Thursday, March 25, 2010

i spell trouble t-i-g-g-y

 (who me?)

don't let that face fool you, folks.

i know.  it's hard to not get lost in those innocent eyes.

ugh.

this morning i just about called the cops on that boy.  haul him away, boys!  i wanted to say.  but i didn't.  i just about threw him out onto the cold porch to fend for his chubby self.  but i didn't do that either.  instead i told him to pack his bags.  he didn't seem too concerned.

for the last month he has woken me up every morning.  (every morning!)  at 5:30.  oh.my.god.  oh i'm sure it's fine training for when i have someday-children but for friggin frack's sake.  let me rest, tiggs!

this morning he woke me up, not only at 5:30, but continued to bother me, after i got up to escort him to his food bowl, until almost 6.  see, that's the thing.  he wants food.  and he has it.  but he's a special boy.  see, he needs to be walked to his bowl.
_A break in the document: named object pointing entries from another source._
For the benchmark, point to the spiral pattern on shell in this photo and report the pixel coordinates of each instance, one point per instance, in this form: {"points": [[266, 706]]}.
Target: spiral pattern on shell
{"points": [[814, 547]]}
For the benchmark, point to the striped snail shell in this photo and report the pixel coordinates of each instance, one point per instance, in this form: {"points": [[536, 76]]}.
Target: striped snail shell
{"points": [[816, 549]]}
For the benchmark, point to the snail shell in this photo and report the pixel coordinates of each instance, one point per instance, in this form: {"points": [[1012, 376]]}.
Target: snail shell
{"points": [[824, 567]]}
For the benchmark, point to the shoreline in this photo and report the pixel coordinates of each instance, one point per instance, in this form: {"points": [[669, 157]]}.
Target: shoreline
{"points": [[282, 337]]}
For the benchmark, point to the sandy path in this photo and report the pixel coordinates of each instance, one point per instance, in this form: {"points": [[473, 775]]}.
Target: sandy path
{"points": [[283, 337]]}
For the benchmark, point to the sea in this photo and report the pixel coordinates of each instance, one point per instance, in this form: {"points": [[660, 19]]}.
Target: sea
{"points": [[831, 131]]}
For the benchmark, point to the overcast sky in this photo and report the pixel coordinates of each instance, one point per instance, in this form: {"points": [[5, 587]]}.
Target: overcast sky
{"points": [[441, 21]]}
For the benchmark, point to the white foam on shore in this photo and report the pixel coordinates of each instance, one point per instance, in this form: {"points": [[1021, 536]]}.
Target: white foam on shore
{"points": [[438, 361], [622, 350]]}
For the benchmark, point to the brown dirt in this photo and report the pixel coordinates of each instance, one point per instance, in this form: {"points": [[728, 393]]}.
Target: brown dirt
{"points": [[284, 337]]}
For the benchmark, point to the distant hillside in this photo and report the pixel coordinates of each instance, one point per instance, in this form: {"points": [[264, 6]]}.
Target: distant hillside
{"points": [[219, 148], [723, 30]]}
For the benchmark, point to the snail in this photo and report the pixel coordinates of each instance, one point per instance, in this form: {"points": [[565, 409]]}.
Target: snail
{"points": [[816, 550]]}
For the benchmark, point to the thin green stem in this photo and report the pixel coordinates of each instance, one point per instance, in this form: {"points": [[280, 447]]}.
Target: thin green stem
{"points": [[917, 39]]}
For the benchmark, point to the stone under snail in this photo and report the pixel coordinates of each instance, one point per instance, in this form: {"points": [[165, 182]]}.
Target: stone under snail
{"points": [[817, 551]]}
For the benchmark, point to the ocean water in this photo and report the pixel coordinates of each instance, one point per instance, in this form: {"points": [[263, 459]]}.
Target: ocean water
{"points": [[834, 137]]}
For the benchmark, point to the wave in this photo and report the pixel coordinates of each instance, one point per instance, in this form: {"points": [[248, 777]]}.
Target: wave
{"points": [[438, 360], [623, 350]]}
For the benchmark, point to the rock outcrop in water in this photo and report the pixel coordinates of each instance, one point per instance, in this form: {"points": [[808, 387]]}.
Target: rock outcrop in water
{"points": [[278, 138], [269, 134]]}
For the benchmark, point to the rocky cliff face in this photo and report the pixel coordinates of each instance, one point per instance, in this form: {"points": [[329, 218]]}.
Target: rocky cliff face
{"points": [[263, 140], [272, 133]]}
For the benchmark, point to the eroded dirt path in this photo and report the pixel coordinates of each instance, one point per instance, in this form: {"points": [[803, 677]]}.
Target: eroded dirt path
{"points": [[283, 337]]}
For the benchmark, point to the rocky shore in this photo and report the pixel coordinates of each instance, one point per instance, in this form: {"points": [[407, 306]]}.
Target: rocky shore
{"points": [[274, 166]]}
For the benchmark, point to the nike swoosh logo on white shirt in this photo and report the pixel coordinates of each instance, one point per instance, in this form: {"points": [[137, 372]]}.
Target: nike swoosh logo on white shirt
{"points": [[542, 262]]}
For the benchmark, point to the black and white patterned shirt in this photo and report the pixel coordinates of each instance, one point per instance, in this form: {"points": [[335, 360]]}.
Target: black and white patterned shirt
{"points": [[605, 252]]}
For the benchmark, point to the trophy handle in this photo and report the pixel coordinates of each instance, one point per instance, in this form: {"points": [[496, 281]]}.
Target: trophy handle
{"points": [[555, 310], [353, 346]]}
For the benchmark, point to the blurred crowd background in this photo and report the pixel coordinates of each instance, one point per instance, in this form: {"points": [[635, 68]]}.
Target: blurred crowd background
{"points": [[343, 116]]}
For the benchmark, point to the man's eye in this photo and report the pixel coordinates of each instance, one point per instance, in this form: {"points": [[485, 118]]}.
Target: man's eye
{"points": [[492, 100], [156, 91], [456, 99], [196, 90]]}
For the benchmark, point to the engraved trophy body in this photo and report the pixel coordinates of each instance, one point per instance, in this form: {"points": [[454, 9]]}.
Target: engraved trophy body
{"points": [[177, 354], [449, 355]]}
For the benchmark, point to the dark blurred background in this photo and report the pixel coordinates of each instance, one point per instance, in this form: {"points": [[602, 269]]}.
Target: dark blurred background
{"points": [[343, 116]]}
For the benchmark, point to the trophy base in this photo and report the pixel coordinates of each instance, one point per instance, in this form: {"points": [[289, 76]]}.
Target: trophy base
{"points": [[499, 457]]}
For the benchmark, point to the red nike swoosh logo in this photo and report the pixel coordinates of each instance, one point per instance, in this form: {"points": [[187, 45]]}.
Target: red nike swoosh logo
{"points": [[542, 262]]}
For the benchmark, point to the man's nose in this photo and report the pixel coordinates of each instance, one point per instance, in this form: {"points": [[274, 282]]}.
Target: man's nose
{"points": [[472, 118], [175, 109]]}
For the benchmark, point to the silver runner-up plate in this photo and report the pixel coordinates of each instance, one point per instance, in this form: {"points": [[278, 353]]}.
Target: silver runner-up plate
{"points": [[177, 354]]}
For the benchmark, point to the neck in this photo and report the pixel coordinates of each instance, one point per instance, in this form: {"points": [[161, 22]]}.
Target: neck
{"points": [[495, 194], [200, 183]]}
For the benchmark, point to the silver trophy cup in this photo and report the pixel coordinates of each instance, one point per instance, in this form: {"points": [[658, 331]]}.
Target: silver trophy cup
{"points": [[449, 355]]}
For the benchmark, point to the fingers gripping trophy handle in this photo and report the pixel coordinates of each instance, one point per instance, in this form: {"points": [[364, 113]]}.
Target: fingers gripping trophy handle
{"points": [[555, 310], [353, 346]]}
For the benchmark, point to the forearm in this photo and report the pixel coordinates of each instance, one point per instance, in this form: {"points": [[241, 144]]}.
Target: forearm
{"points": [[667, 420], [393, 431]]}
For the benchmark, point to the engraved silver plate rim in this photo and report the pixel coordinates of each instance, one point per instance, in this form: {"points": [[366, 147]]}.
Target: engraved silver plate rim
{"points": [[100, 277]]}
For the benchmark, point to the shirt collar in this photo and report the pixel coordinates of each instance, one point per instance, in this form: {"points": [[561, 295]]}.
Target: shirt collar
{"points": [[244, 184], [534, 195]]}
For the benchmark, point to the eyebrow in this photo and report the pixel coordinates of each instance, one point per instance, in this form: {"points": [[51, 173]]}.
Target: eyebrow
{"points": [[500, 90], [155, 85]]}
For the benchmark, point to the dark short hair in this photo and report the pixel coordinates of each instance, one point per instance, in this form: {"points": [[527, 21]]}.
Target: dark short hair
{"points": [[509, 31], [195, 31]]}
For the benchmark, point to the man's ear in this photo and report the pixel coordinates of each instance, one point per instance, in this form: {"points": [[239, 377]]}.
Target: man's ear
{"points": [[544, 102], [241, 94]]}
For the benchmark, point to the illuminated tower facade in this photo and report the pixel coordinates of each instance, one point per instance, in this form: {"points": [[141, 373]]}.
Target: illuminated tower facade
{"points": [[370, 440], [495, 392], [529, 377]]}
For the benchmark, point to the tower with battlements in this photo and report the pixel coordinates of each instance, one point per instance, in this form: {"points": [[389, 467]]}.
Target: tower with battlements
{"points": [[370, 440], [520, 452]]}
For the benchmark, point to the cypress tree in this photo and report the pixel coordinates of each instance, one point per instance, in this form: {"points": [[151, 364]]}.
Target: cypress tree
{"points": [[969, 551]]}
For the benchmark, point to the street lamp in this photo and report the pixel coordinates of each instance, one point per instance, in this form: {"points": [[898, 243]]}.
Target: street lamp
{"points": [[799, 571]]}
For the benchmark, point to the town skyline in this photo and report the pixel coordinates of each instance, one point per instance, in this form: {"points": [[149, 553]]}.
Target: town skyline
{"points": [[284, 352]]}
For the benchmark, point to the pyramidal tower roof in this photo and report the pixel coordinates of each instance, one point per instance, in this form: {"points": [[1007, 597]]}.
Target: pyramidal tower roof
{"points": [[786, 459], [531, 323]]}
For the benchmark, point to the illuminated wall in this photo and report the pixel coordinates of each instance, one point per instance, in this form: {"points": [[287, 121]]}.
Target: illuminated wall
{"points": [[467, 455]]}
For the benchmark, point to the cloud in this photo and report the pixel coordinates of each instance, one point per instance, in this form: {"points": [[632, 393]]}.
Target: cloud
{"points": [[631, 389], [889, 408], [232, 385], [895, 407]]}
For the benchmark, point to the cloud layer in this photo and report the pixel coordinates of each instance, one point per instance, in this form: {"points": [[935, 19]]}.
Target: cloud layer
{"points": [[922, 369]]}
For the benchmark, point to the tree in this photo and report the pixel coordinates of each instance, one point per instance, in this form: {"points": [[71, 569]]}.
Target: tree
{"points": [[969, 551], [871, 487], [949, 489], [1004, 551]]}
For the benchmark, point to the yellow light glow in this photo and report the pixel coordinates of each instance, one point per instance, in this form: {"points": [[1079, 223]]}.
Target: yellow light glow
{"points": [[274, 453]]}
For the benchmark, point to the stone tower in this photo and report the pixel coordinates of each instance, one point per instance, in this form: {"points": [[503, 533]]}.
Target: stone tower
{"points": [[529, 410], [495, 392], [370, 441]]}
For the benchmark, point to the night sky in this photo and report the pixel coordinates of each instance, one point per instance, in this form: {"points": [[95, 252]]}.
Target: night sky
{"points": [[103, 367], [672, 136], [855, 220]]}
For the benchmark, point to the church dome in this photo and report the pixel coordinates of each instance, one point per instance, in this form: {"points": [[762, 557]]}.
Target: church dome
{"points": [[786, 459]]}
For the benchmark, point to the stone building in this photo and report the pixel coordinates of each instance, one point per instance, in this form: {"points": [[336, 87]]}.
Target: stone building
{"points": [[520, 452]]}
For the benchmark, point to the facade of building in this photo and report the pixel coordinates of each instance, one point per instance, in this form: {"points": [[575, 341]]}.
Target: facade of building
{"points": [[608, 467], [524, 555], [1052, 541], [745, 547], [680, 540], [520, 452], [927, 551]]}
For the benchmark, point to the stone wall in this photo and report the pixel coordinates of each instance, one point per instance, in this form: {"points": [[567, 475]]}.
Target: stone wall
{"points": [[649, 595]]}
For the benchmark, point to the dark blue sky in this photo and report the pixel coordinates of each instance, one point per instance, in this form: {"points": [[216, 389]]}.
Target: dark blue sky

now maybe you're thinking just sleep through it!  ha.  that is what i say to that.  ha.  this 15 pound wonder thunders across our bed.  over and over.  sometimes he runs around the whole house, up on ben's side of the bed, down on my side, running clear across our torsos, rinse and repeat.  it would be inhuman to sleep through such torture.

i am at my wit's end is what it is.  he has food.  he wants food.  but he cannot seem to figure out checking if he has food.  nope.  he goes straight for thundering.  i should record the noise.  it's almost laughable.

that chubby boy.  he may just be the end of me.